A better law is possible: a law that strikes a more workable, and more compassionate balance between two common goods of protecting foetal life and protecting the life and health of pregnant women. But this can only be achieved if Ireland votes to repeal the 8th amendment in the referendum being held on May 25.
Ireland’s government has already said it intends to propose a restricted, highly regulated system for abortion care in Ireland if the people decide to repeal the 8th.
The plan is to allow a woman to access abortion up to 12 weeks into her pregnancy without having to justify her decision. This is not abortion on demand. A woman will not be able to simply walk into a pharmacy and buy abortion pills without a prescription. She will always have to engage with a doctor, who will have to certify that it is less than 12 weeks since the first day of her last period. The woman will also have to take a three-day waiting period.
In that time she will have the legal certainty she needs to focus on making her decision without having to worry about negotiating the practical challenges and isolation of illegality. She can speak with her doctor, partner, family, support network or counsellors to make the decision at hand, knowing that if it is still right for her she can access abortion in three days’ time.
That’s better for women than the 8th amendment. It marks a shift from using the law to compel pregnancy, to using it to support decisions about whether to remain pregnant. It’s also the only practical way to make abortion available to survivors of rape who wish to end their pregnancies and for that reason no “rape clause” is proposed.
“Rape clauses” are extremely problematic. In countries where they exist they require women more or less to prove – sometimes to doctors, sometimes to police officers, sometimes to judges – that they were raped. They re-traumatise women. They sometimes jeopardise criminal trials against an assailant. They rely on women reporting rape, even though we know the vast majority of women are unable or unwilling to do so. Any attempt to make abortion generally illegal but to carve out an exception for rape simply won’t work.
Ireland has had 35 years of a law on abortion that does not work; the government must not introduce another one.
Under the proposed law, the Irish state will step in and severely restrict abortion after 12 weeks. Despite what posters all over the country suggest, it’s categorically untrue that there will be abortion without effective restriction up to six months. Once a foetus is viable it will be a crime to provide abortion; only emergency care, where there is an immediate risk to a woman’s life or immediate serious risk to her health and abortion is immediately necessary will be exempted from that general rule. After 12 weeks, and until viability, abortion will only be lawful where two doctors, one of whom is an obstetrician, certify that there is a risk to life or a serious risk to the health of the pregnant woman.
That is not some so-called vague mental health ground; it is the application of clinical assessment to the health of a pregnant woman. It is allowing doctors to practice medicine: providing the legal environment in which they can support a patient in understanding the risks to her health or life and deciding whether these are risks she is willing to bear.
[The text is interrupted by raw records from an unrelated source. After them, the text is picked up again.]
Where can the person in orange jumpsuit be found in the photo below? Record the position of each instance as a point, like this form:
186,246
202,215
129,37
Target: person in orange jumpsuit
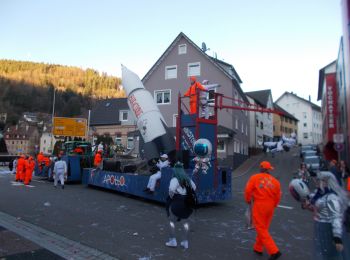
98,159
264,191
39,159
20,168
29,168
192,93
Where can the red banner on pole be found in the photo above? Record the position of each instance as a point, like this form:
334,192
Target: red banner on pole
331,105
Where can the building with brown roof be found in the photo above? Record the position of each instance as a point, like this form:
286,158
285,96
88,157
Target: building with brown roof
21,139
284,123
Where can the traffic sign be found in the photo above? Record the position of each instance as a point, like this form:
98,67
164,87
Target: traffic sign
338,147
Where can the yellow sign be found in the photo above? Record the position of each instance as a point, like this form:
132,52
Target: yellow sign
64,126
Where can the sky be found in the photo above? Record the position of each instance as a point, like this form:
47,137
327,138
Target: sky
273,44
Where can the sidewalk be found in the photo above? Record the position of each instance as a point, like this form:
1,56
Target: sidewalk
247,165
22,240
13,246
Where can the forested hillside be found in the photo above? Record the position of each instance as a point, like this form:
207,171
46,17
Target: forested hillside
29,86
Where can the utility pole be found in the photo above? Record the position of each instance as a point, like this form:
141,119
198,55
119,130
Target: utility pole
52,117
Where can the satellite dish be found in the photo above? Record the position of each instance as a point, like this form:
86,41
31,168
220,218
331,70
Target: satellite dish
204,47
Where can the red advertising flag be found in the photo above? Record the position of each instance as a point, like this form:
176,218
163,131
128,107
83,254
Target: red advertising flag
331,105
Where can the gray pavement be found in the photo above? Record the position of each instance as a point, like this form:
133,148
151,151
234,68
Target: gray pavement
126,227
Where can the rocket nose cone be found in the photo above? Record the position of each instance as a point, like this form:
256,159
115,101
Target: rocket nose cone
130,80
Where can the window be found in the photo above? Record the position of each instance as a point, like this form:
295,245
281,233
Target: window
182,49
123,115
130,143
118,139
194,69
221,145
171,72
211,96
162,96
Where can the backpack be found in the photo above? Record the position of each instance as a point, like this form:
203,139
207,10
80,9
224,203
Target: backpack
191,197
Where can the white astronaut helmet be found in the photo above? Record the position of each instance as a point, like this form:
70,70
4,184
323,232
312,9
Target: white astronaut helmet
298,189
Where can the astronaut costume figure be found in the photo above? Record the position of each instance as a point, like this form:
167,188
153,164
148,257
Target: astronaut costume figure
178,211
202,148
163,162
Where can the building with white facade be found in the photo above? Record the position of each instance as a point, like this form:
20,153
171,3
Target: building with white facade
308,114
261,124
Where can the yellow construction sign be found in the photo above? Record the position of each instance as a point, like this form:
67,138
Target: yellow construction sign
65,126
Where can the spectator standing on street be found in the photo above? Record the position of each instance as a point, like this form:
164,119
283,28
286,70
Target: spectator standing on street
345,172
304,174
178,207
335,169
329,202
60,172
264,192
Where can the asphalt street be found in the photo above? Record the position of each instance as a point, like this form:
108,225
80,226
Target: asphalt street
127,227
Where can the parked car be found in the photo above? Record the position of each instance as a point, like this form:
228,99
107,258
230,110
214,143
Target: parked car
305,148
309,153
312,162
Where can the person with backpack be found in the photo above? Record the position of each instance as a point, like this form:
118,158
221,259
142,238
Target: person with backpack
180,204
329,203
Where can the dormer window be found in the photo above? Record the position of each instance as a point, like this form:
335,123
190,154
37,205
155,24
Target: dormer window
123,115
182,49
194,69
171,72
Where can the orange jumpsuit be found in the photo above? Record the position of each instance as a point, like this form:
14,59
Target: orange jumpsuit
29,168
40,159
97,159
20,169
265,192
192,93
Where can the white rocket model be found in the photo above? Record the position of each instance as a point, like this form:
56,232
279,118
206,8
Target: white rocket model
150,122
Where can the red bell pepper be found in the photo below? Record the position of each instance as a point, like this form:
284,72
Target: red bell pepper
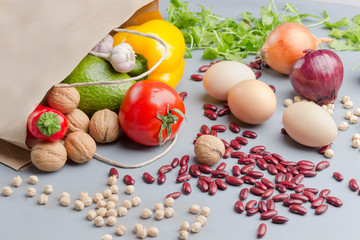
47,123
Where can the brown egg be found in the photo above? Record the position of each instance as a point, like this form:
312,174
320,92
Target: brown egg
309,124
252,101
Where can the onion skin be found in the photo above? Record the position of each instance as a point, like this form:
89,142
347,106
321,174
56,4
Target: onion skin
286,43
317,76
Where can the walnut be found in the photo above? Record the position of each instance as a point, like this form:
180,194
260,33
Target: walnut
209,149
104,126
80,147
64,100
78,121
48,156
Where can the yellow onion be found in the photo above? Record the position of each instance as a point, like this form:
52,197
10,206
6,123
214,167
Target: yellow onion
286,44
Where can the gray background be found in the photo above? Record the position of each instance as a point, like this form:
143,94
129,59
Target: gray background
23,218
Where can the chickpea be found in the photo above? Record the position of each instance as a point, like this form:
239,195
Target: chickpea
6,191
16,182
33,179
43,199
31,192
122,211
146,213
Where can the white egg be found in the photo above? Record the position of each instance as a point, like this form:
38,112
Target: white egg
222,76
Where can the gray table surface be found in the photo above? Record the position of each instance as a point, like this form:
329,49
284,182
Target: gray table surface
22,218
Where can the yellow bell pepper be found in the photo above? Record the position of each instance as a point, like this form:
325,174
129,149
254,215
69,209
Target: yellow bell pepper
170,71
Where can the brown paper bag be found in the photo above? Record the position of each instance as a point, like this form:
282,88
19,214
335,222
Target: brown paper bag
41,43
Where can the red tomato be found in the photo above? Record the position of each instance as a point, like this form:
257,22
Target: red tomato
148,108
This is completely different to the law in England, which is so often called in aid by those opposed to repealing the 8th amendment, presented as a spectre of an abortion regime to come.
The 1967 Abortion Act allows for abortion in England up to 24 weeks where there is any risk to the health of a pregnant woman (physical or mental), and after that without time limit where there is a serious risk to health, a risk to life, or a diagnosis that means the foetus would be “severely handicapped”.
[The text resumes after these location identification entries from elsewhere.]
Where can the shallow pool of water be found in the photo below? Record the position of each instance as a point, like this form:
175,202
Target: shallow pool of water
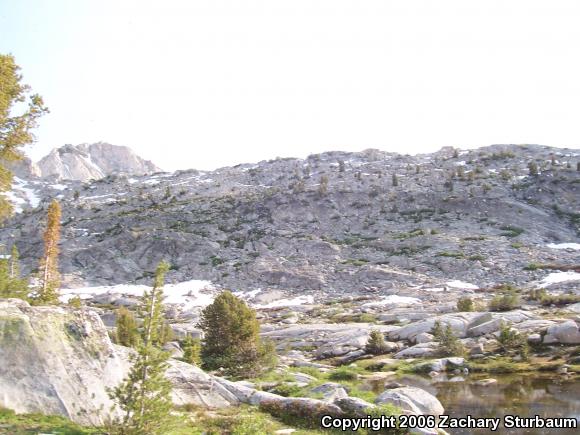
524,395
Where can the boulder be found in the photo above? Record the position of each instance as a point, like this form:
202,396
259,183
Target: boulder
418,351
330,391
485,328
61,361
354,406
566,333
424,337
411,400
174,349
458,321
485,382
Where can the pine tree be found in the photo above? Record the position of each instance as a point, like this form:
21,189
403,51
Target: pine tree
11,284
15,125
126,328
49,277
144,396
231,339
533,169
14,264
323,187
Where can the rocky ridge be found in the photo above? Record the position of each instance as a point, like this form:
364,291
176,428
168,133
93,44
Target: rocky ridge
334,224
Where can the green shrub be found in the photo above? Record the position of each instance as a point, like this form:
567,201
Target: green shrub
449,343
559,300
287,390
512,341
465,304
376,344
231,338
192,350
506,301
343,374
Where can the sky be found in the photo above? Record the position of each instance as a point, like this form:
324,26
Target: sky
205,84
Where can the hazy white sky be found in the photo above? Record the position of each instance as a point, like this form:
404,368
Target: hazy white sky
211,83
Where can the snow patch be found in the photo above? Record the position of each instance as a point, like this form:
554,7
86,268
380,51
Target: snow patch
558,277
291,302
188,294
461,285
434,289
574,246
393,300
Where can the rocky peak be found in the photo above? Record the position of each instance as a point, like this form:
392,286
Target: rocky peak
93,161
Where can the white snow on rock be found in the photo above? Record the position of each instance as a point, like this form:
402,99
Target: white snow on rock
21,194
461,285
558,277
434,289
59,186
393,300
299,300
573,246
248,295
188,294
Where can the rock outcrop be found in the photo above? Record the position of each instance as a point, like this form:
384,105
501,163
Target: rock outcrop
55,360
92,162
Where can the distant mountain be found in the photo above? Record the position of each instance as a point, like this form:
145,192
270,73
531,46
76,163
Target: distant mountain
338,223
93,161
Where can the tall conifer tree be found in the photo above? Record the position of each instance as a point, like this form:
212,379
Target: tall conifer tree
49,277
144,396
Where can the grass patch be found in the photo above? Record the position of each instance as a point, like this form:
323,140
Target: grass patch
24,424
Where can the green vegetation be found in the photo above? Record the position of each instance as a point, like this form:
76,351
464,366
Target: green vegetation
49,276
11,284
231,339
19,114
465,304
126,333
344,374
507,300
32,424
376,344
449,343
512,341
547,299
144,396
192,350
511,231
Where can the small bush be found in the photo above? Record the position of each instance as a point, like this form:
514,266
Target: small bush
376,344
512,341
506,301
449,343
559,300
287,390
343,374
465,304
Ireland’s law would not only have far shorter time limits, more restrictive grounds, and a more rigorous process of medical certification, but it would also categorically not allow for abortion on the grounds of disability. Vitally, it would allow for termination where a woman has received a fatal diagnosis for her foetus – that is, a diagnosis that means it will die before or shortly after birth.
Under the 8th amendment, women in this situation cannot access termination in Ireland; they must either continue their pregnancy until the foetus dies inside them, regardless of the impact of that on their mental and physical health and that of their other children, or they must travel abroad for care. An average of two families every week find themselves in this situation, and their doctors must also bear the emotional and ethical burden of abandoning them to the medical care of another country.
If people feel the 8th amendment does cruelty to women who have survived rape and incest, who are at risk of catastrophic harm to their health, or who have received a fatal diagnosis for their foetus, then the only possible answer is to repeal the 8th amendment. As long as it remains in the constitution, Ireland cannot show compassion for these women. Without it, they can finally be cared for at home, in Ireland.